Day mileage: 21
AT total mileage: 1,019.0
Time: 7.5 hours
One. Thousand. Miles.
After making and eating some delicious pancakes this morning, and checking an ominous weather report, I hit the trail at 7. Today was a day with a mission: reaching Harper's Ferry, West Virginia. If you'll humor the idea that Damascus is the celebratory 1/4 way mark on the trail, Harper's Ferry is the celebratory halfway point. In actuality it's 75 miles shy of halfway, but I'm not here to argue minuscule details. Today was to be a hugely exciting day and I'm going to pretend it's actually halfway. This entire trail's thrill is based upon the excitement gained from arbitrary accomplishments like crossing state lines and uncelebrated hundred mile marks and tiny hiker towns that become the objects of obsession for my hiker tunnel vision.
Finishing off the last 5 miles of the Roller Coaster, the trail smoothed out for quite a while. There was, of course, no sign or celebration as the Trail mileage changed over like the mechanical odometer, rolling into a 4th digit place. Miles of smoothly flowing hills with lush green vegetation on the forest floor were quite pleasant to hike despite the exceptionally present humidity. The first hours of the day flew by, and Pneumo and I arrived at a shelter around noon to snack quickly and refill water, as there was to be none between this point and Harper's Ferry which was still 10 or so miles north. All would have been well had I not agreed to collect the water in exchange for Pneumo's filtering it. The trail to the water source was 1/3 of a mile down a very steep trail with many switchbacks. It took me 20 minutes to go down, refill our Platypus water containers, and hike back uphill to the shelter carrying 9 pounds of water. I unknowingly drew the very short end of this stick. Regardless, we filled our water as I snacked on the last of my bagels that Andy provided, and we pressed on.

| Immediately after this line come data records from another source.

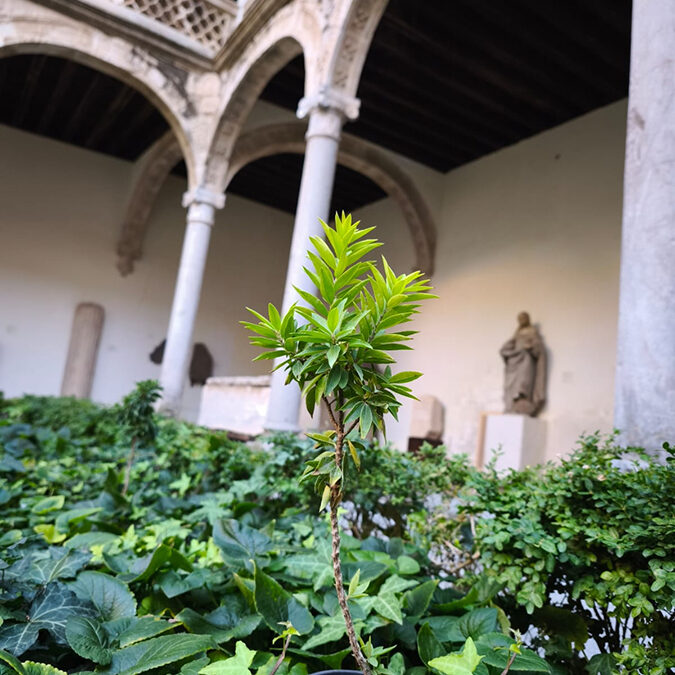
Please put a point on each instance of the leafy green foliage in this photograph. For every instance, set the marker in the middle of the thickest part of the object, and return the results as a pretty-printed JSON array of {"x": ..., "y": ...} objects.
[
  {"x": 166, "y": 579},
  {"x": 136, "y": 413},
  {"x": 335, "y": 344},
  {"x": 586, "y": 549},
  {"x": 333, "y": 347}
]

My goal was to be in town by 1500hrs, and we weren't too far off from that goal. Towards one of the last road crossings we came across unexpected trail magic of cold oranges, soda, and apples. There's something unbelievably thrilling about eating an orange on the Appalachian Trail. It's incredible how much you come to miss fresh fruit, and as such I enjoyed both an orange and an apple along with a Coca-Cola. Typically I'd hesitate to take more than one piece of magic, but we're at the point in the trail where I literally know exactly how many hikers will pass a point in any given day. At this point we had 3 miles to town so we continued on at a good clip, limited only by the rocky sections of trail ahead. I really cringe to think about Pennsylvania's rumored rock gardens that the Trail traverses over. I trust my ankles despite the lack of coverage my trail runners provide compared to hiking boots, but it's still a bit unnerving. I suppose I'll find out soon enough.
Crossing over the gorgeously white capped Shenandoah River, the trail climbed up a few hundred feet and we took a side trail half a mile or so to the Appalachian Trail Conservancy headquarters. This place is the exact point in the trail tunnel vision syndrome that hikers gravitate towards. Having your photo taken on the front porch is akin to having the printout photo of your facial expression during the Disney theme park rides Rockin' Roller Coaster or Space Mountain. After having my photo taken I was asked by Reed, the ATC employee working, to fill in my name, trail name, direction of travel, start date/current date, and hometown. I was also assigned the second of three important numbers pertaining to my hike: 282. I don't expect you to remember, but I was the 920th person this year to sign in at Springer Mountain/ Amicalola Falls in Georgia. I'm the 282nd to arrive in Harper's Ferry in 2014. Even if not everyone signed in at both places, and my speed allowed me to surpass lots of people, the numbers say a lot about how many hikers actually continue on this far. Katahdin, or Baxter State Park, will have the third number for this sequence. I'll be interested to see how that turns out.
Eating at a great little pizza place called Mena's right down the block from the ATC building, Pneumo and I shared a large pizza and each got a large sub sandwich. I ate my half of the pizza and half of my sub, saving the rest for tomorrow. Upon paying I asked Mena, who owns the place, where we could find tenting. She eagerly offered us to take up residence in the back of her building on a small grassy area. She said she was friends with many of the police officers, and would 'text the on-duty' guys to alert them we'd be here. After thanking her profusely, we wandered out back to pitch our tents and await the thunderstorms that are scheduled to hit this area.
What a great day. Sure, the mileage isn't amazing but it's unbelievable to think that I've walked here, West Virginia, from Georgia. I'm (nearly) halfway between Springer and Katahdin. The smile on my face is indescribable. Thank you all for your support. We're getting there, one step at a time.
One thousand and nineteen miles, fifty five days, putting me at an eighteen and a half miles per day average. For those interested, that average is up 3 miles per day over the duration of my hike compared to when I entered Virginia 23 days ago. Not too shabby, if I may say so myself. I'm still smiling.